Fourteen new principals are being ushered in this year, many because of poor student performance on the Florida Comprehensive Assessment Tests and low school grades. Last year, five Pinellas schools were ranked among the worst 20 in the state based on students’ reading gains, with Melrose Elementary in St. Petersburg landing at the bottom of the list. Eleven other Pinellas schools had low enough reading results that they will be required to add an hour to each school day for students to get more reading instruction.
In the 2012-13 school year, five Pinellas schools were required by the state Department of Education to undergo a “turnaround process” after years of low FCAT scores and school grades. Last year, nine more schools fell into that category. Teachers and principals at those schools had to reapply for their jobs, and many will have new staffs. The summer was spent making sure those teachers got “tremendous amounts of training on school improvement structures and where we go from here,” Grego said.
The new principals are Kristen Sulte at Azalea Elementary, Kristina Bauman at Bay Vista Fundamental Elementary, Kristy Moody at Douglas L. Jamerson Elementary, Robert Kalach Jr. at Gulf Beaches Elementary, Garyn Boyd at Kings Highway Elementary, Shannon Brennan at Mildred Helms Elementary, Bonnie Solinsky at Pinellas Gulf Coast Academy, Belinda Atkins at Ozona Elementary, Cecilia Palmer at Safety Harbor Elementary, Carrie Johnson at 74th Street Elementary, Daphne Miles at Sunset Hills Elementary, Raquel Payne Giles at Tarpon Springs Middle, James Joyer at Tarpon Springs High and Tammy Keiper at Woodlawn Elementary.
Four new middle school magnet programs launch this year. Azalea in St. Petersburg and East Lake, which will be housed on the East Lake High School campus, will start Engineering Gateway to Technology programs.
Pinellas Park Middle is starting a Cambridge Pre-Advanced Certificate of International Education program, and Tarpon Springs Middle is starting a Leadership Conservatory for the Arts with Pre-Cambridge Advanced International Certificate of Education. A new single-gender state pilot program is opening in the Science Center of Pinellas in St. Petersburg for about 44 middle school boys at risk of dropping out of school. The program is funded by AMIkids Pinellas, which received funding from the Legislature to expand dropout prevention programs.
The district also is expanding its science, technology, engineering and math academies, from 63 elementary and middle schools last school year to 78 elementary and 22 middle schools this school year. Robotics clubs also will increase, from seven last year to 10.
Two new technology-focused elementary magnet programs open, two schools are repurposed, and two schools are getting major face-lifts.
Kings Highway Elementary in Clearwater and Gulf Beaches Elementary in St. Pete Beach will reopen at nearly full capacity as Centers for Innovation and Digital Learning. Students will work on collaborative hands-on projects using electronic devices such as tablets and laptop computers.

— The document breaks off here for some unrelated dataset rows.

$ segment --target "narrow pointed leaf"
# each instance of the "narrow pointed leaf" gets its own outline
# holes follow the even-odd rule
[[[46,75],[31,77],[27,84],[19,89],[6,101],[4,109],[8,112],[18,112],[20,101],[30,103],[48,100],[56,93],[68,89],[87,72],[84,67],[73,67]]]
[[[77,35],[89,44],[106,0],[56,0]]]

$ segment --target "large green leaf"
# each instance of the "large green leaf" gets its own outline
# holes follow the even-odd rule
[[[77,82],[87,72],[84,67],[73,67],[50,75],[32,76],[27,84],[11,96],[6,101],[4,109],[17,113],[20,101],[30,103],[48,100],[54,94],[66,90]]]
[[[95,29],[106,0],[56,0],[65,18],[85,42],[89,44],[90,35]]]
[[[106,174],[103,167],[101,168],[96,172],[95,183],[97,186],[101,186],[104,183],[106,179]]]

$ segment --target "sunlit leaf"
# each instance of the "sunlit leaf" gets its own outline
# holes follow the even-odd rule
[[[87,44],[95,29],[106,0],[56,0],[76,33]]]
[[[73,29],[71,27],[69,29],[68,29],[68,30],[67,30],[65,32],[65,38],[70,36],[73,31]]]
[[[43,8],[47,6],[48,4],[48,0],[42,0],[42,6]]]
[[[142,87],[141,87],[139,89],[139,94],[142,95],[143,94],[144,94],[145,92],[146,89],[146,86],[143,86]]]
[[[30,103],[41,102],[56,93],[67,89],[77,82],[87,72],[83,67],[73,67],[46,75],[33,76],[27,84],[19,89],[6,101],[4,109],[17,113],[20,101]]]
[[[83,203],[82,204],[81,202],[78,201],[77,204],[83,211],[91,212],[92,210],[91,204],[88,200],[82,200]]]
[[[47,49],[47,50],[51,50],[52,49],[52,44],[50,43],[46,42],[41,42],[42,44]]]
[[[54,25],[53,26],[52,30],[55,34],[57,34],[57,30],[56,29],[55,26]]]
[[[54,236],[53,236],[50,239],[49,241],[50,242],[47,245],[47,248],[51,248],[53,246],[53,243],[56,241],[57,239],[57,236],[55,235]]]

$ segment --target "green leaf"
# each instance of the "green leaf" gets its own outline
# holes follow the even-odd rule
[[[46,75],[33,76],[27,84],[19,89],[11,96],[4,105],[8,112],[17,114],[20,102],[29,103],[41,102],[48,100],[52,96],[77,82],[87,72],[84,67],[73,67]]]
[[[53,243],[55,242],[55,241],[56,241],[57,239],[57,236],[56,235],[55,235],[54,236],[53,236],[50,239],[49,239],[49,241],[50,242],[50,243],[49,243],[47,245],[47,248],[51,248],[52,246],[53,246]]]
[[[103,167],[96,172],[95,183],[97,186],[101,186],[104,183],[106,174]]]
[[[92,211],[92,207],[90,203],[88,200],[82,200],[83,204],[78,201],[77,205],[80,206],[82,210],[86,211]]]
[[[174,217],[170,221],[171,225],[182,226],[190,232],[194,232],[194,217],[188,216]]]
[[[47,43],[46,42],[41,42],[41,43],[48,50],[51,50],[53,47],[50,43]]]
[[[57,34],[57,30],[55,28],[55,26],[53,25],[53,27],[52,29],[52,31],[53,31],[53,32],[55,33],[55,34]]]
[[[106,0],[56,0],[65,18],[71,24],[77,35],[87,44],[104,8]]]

The school district also is taking over a failed charter school, Pinellas Gulf Coast Academy, to serve ninth- through 12th-grade students at risk of dropping out. The school, at 1199 East Bay Drive, Largo, will be open from 7 a.m. to 7 p.m. to give students flexibility to schedule their coursework. Students will work at their own pace to make up course credits but have the option to take elective courses in digital music and art.
Palm Harbor University High School is adding 38 classrooms, eliminating the need for portables. The $13 million project could be completed by June. Largo High will be rebuilt completely by fall 2016, a $55 million project. The school’s buildings were demolished this summer, and the 1,700 students will take classes in 48 portable classrooms and at the former Largo Central Elementary School.